India lacks the luxury of single-axis alignment. Unlike many Western allies, it faces simultaneous continental and maritime pressures, energy vulnerabilities, development priorities and regional instability. It also sits next to China, not across an ocean from it.
Still, there are risks in trying to maintain equidistance indefinitely.
One danger is that India may end up appearing reactive rather than decisive. Another is that both sides may eventually question India’s reliability. Washington could grow impatient with India’s reluctance to fully align on Russia or Iran. BRICS members could suspect India of quietly tilting toward the West through the Quad.
Yet there are also major opportunities.
India’s greatest advantage today is that nearly every major power wants engagement with it. The United States sees India as essential to Indo-Pacific strategy. Russia values India as a major defence and energy partner. Gulf states view India as an economic and technological power. Europe wants deeper trade and strategic ties.

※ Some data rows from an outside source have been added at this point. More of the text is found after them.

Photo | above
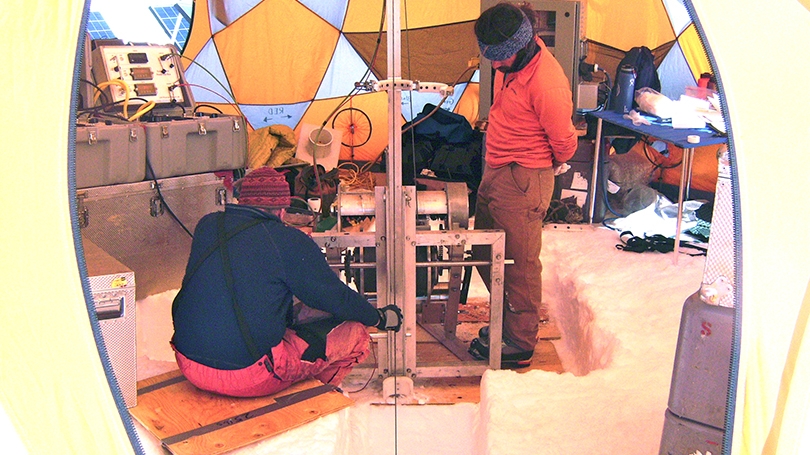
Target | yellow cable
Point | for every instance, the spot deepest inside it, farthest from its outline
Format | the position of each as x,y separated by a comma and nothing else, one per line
119,83
142,110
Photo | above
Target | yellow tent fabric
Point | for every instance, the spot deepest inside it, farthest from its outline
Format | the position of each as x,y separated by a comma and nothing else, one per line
52,384
774,211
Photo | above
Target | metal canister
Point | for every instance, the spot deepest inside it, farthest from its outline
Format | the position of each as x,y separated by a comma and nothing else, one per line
621,99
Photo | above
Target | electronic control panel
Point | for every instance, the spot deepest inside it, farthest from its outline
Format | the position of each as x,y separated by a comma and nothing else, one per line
138,74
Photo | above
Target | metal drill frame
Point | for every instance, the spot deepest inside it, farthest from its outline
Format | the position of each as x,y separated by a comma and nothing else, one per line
396,352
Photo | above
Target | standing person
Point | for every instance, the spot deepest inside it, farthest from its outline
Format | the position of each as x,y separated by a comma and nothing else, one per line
235,331
530,136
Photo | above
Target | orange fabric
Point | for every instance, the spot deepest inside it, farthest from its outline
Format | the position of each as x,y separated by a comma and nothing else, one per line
530,118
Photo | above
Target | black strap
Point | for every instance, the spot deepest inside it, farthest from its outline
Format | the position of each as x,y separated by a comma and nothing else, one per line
656,242
228,273
222,239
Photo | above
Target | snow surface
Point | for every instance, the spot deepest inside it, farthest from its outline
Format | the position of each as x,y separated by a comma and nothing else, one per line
619,314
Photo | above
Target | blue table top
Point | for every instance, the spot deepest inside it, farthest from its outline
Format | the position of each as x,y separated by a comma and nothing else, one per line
664,131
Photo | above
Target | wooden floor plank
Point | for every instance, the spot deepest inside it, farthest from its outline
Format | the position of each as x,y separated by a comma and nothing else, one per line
190,421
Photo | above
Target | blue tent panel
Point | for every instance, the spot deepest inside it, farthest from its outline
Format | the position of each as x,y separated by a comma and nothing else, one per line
260,116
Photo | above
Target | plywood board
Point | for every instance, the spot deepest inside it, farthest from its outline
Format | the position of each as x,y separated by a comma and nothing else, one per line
190,421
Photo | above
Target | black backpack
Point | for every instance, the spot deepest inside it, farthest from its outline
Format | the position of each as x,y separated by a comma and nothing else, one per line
641,59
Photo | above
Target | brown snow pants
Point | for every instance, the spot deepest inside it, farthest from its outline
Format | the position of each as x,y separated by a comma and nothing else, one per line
515,199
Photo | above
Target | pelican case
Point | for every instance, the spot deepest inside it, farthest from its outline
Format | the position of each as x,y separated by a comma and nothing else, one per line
109,154
135,224
193,145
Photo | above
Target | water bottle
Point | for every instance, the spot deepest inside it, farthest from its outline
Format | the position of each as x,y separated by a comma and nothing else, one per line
621,99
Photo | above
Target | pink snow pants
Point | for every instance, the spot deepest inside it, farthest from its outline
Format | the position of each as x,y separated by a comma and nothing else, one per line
346,345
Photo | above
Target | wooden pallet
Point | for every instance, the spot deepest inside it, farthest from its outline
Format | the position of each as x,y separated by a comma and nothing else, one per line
189,421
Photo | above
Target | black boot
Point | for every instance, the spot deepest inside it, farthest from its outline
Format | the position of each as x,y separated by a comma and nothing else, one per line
511,355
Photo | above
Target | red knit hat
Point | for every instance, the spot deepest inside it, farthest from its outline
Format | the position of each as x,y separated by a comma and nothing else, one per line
264,186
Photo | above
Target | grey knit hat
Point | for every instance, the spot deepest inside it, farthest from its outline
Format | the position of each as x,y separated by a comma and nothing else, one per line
502,31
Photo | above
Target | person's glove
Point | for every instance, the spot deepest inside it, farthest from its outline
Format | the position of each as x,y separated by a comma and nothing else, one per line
390,318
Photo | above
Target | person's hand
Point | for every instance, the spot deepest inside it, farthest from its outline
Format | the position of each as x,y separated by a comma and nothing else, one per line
390,318
561,168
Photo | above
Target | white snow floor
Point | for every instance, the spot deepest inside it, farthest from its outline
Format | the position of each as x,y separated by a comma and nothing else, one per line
619,315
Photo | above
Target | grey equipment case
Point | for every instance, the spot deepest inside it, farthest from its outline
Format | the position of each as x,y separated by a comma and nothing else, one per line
133,223
112,285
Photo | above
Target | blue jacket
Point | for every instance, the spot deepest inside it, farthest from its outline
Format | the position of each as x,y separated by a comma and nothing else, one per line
270,262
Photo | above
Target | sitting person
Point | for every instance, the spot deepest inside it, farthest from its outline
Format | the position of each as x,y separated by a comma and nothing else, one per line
234,325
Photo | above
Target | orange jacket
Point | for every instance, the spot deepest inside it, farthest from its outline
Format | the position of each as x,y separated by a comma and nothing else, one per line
530,117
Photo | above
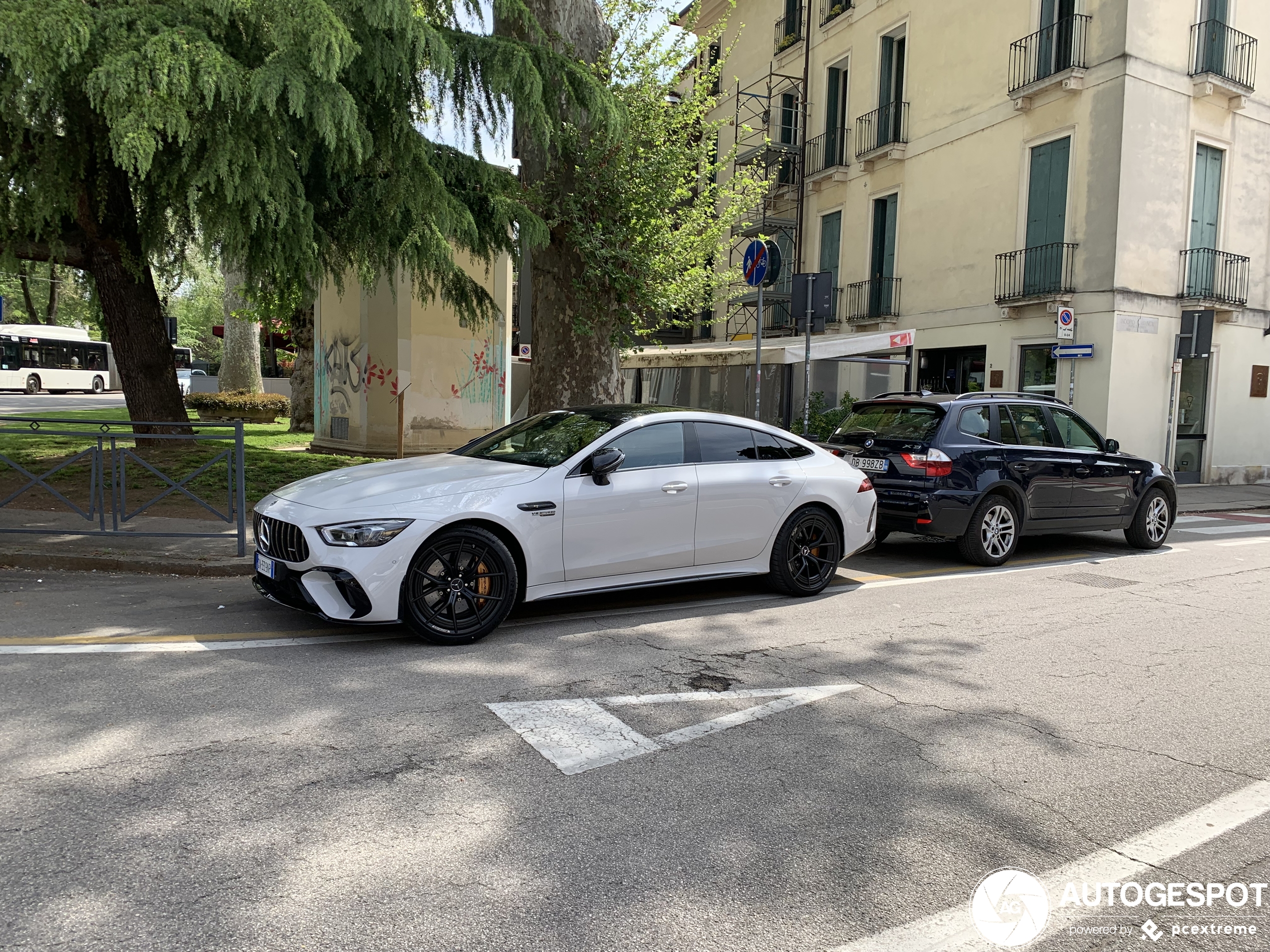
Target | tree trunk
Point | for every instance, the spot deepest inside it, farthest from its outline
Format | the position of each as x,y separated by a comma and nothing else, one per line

Even China, despite rivalry, prefers stable relations over outright confrontation.
Few countries command this level of diplomatic relevance.
That creates space for India to shape conversations rather than merely respond to them. By hosting both BRICS and Quad meetings, New Delhi signals that global politics need not be binary. It is trying to position itself as a bridge between competing power centres while advancing its own rise.
Whether that approach remains sustainable will depend on how the world evolves over the next decade. If geopolitical competition hardens into rigid blocs, India’s balancing strategy will face severe strain. But if the international system remains fragmented and multipolar, India could emerge as one of its biggest beneficiaries.
For now, May’s diplomatic calendar offers a snapshot of India’s foreign policy at its most ambitious and most vulnerable.
New Delhi wants to engage rival camps without being trapped by either. It wants American partnership without alliance dependency. It wants BRICS influence without anti-Western baggage. It wants stability in West Asia without choosing sides.
That is an extraordinarily difficult line to hold. But it is also the clearest reflection of India’s growing weight in a divided world.